Unity, he knew, required structure that listened. In 1986, he convened the first Annual Delegates Assembly, gathering representatives from every parish group to reflect, discern and elect Parish Council leaders. It was pastoral inclusion – authority shared wisely, not withdrawn.
Among his most significant initiatives were Chinese and Bahasa Malaysia Sunday Masses. Communities grew in confidence and participation as faith found expression in the language of the heart. Three language Coordinating Committees – English, BM and Chinese – were formed not to divide, but to help the parish breathe together.
His care extended to children and families. He strengthened Sunday School, introduced Children’s Liturgy of the Word, and built a Baptismal font for immersion, restoring fuller sacramental expression.
He welcomed movements of renewal – the Charismatic Renewal, the Neo-Catechumenal Way, and marriage and family ministries – not as programmes to manage, but as pathways into deeper communion. Accompany the people and trust the Spirit to work.
At 60 when many slow down, he began learning computers, Chinese programmes and digital publishing, producing bulletins in English, Chinese and BM. Communication was renewed through redesigned three-language bulletins and the column “Word and I”, turning announcements into catechesis and readers into participants.
The parish landscape evolved in service of faith. The once-criticised hillside Grotto became a beloved prayer space, especially during the Feast of the Assumption, when outdoor Eucharistic celebrations allowed theology to breathe under open skies.

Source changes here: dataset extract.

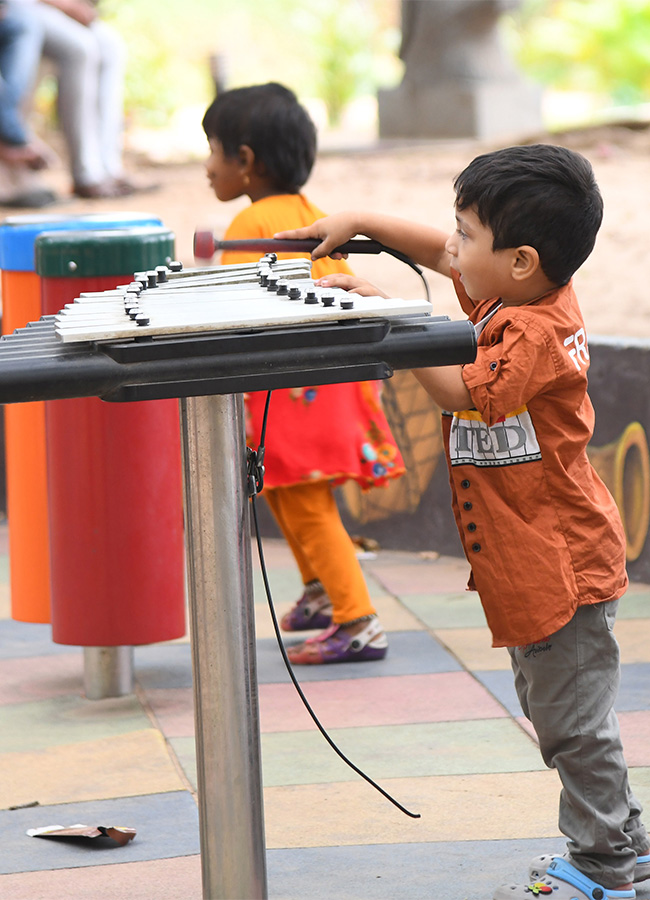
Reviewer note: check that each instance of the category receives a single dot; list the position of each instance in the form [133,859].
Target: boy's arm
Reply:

The parish also grew outward: a kindergarten in 1990; St Mark’s Church and the St Joseph’s Multi-Purpose Hall in 1993; St Paul’s Church in Ulu Dusun in 1995. He opened the Sibuga Cemetery, renovated St Joseph’s for its Silver Jubilee, and relocated St Mary’s Bandar and St Mary’s Convent schools in 1998 – securing facilities for future generations.

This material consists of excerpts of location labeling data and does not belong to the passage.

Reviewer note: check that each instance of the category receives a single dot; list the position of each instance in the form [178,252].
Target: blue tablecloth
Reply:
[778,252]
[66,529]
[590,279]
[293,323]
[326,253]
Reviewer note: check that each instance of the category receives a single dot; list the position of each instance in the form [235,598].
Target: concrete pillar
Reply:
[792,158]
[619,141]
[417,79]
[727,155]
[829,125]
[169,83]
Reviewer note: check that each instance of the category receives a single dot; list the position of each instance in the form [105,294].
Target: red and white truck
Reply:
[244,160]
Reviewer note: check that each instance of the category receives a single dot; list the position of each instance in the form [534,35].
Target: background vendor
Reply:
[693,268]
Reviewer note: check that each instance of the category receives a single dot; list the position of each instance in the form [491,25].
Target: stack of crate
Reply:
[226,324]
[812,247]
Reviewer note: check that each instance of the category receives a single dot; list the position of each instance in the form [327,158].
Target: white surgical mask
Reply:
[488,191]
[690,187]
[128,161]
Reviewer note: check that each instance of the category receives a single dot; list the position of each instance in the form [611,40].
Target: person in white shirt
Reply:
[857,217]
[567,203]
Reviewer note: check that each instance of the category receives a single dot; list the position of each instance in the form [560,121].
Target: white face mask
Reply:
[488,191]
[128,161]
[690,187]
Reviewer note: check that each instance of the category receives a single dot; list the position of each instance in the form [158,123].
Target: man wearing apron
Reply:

Yet parishioners remember most not what he built, but how he related. He invited them for coffee, listened patiently, encouraged generously, offered advice gently and affirmed quietly. Leadership, for him, was exercised as much in conversations as in councils.
Throughout these 15 years at St Mary’s – the longest chapter of his missionary life – he led steadily. He trusted people, respected culture and language, formed faith patiently, and built only what served pastoral life. When he was transferred to St Peter’s Parish, Kudat on Nov 24 1999, St Mary’s did not simply lose a rector. It released a shepherd who had taught the parish how to walk together.

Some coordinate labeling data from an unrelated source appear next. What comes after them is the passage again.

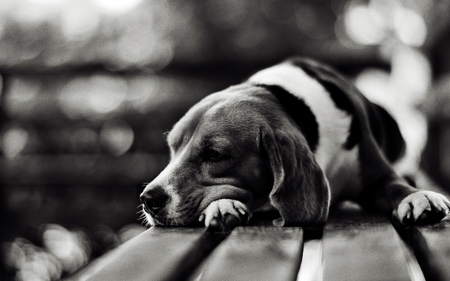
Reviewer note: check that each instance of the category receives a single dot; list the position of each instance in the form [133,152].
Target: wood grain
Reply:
[366,249]
[257,253]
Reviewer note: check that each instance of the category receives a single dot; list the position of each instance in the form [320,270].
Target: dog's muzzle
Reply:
[154,200]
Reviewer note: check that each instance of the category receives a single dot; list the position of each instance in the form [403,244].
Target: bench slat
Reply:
[366,250]
[432,248]
[158,254]
[257,253]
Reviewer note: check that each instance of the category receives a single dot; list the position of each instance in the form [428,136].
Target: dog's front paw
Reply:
[422,207]
[225,214]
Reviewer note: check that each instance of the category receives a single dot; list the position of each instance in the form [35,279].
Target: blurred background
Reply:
[88,88]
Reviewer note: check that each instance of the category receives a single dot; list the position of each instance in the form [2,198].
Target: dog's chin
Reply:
[167,221]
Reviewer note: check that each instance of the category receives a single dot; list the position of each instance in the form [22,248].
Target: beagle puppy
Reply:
[297,137]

Fr Tobias once described parish growth as young plants sprouting after rainfall. And perhaps that is the best image of him. He was not the plant, nor the fruit, but the rain. And to those who walk after him, his life leaves a simple lesson: “no preparation, no celebration” and perhaps also this: no surrender, no peace. What he left behind was more than buildings or programmes. He left something rarer – a parish formed by preparation, rooted in communion and taught how to celebrate.